Silva's attorneys succeeded in procuring a $316,895.31
judgment, and Midwest Conveyor was the sole beneficiary of
their efforts. Because the award was less than the workers'
compensation payments Midwest Conveyor had made, Midwest
Conveyor was entitled to recoup the entire amount. No one else,
including Silva himself, gained any advantage from it.
To hold that the benefits received by Midwest Conveyor
were offset by its contribution liability would be flatly
inconsistent with our recent decision in Ramsey. In Ramsey we
held that the employer benefitted from the employee's action
against the third party even though the employer had to pay
contribution to the third party in an amount equal to 100% of
the employer's workers' compensation liability.

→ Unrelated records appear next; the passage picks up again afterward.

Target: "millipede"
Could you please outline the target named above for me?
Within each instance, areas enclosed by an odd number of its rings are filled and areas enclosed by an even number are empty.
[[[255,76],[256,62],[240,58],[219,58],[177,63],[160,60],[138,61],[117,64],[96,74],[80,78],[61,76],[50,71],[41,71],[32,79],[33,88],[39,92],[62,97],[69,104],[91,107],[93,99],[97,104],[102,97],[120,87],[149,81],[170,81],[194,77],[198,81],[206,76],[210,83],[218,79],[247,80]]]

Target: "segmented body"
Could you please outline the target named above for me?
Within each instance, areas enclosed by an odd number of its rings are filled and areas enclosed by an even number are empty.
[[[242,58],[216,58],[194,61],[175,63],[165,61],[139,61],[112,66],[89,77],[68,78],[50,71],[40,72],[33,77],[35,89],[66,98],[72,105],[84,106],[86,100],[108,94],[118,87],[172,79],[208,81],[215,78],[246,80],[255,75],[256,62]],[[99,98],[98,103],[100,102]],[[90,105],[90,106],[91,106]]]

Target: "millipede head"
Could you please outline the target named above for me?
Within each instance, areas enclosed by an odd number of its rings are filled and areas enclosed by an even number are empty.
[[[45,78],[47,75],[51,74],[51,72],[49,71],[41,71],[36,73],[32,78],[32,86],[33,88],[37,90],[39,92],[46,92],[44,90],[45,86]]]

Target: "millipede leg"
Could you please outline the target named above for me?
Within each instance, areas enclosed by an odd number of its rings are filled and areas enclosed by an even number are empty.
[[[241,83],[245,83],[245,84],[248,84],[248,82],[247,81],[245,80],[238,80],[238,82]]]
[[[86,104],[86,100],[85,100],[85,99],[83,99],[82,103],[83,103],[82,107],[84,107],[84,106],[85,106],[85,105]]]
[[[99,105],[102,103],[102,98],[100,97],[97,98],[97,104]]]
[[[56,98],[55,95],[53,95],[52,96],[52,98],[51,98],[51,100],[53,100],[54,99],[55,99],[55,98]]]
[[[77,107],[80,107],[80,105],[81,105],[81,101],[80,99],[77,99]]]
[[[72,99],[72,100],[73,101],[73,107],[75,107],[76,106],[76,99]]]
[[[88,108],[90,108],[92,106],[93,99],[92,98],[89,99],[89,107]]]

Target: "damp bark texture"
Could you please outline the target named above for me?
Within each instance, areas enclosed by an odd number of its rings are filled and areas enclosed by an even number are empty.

Ramsey, 175 Ill. 2d at 239-40. If an employer benefits where the full amount of
the reimbursement must be paid over in contribution, there can
be no less of a benefit where, as here, the employer's
contribution liability was less than a third of the amount it was
able to obtain in reimbursement for its workers' compensation
payments.
The benefits received by Midwest Conveyor were due to the
efforts of Silva's attorneys. Those attorneys are entitled to be
fully compensated for their efforts in accordance with section
5(b). If Midwest Conveyor's position were accepted, that would
not happen. After managing to procure an award of
$316,895.31, Silva's attorneys would receive fees on only
$215,175.86. For no reason other than that Midwest Conveyor
was found to be contributorily negligent, Silva's attorneys would
get nothing for their work in securing the balance of
$101,719.46.[fn2] In effect, the attorneys would be forced to
subsidize Midwest Conveyor's lack of due care. Applied in
other cases, such a rule would mean that the more culpable the
employer was, and the greater its corresponding contribution
liability, the less the employer would have to pay in section 5(b)
attorney fees and costs. There is nothing in the language or
purpose of the Workers' Compensation Act that could justify
such an anomalous result. Just as an employer's negligence has
nothing to do with its statutory right to recovery workers'
compensation payments under section 5(b), an employers'
negligence may not be invoked to diminish or escape its
statutory obligation to pay attorney fees. See Dukes v. J.I. Case
Co., 186 Ill. App. 3d 439, 446 (1989).
For the foregoing reasons, we affirm the judgment of the
appellate court upholding the award of section 5(b) fees to
Silva's attorneys based on the $316,895.31 recovery they
obtained, without reduction for the amount Midwest Conveyor
was obliged to pay in contribution.

Affirmed.

[fn1] Silva named two additional defendants in his complaint,
but dismissed his claims against them prior to trial. Silva also
asserted claims under the Structural Work Act (Ill. Rev. Stat.
1991, ch. 48, par. 59.90 et seq., repealed by Pub. Act 89--2, eff.
February 14, 1995). The circuit court, however, entered
summary judgment against Silva on those claims, and the
propriety of that action has not been challenged.

[fn2] The attorneys could not look to Silva for payment,
because none of the money, including the $101,719.46,
benefitted him. As noted in our opinion, the full amount of the
award went to Midwest Conveyor as reimbursement for its
workers' compensation payments. Silva collected nothing.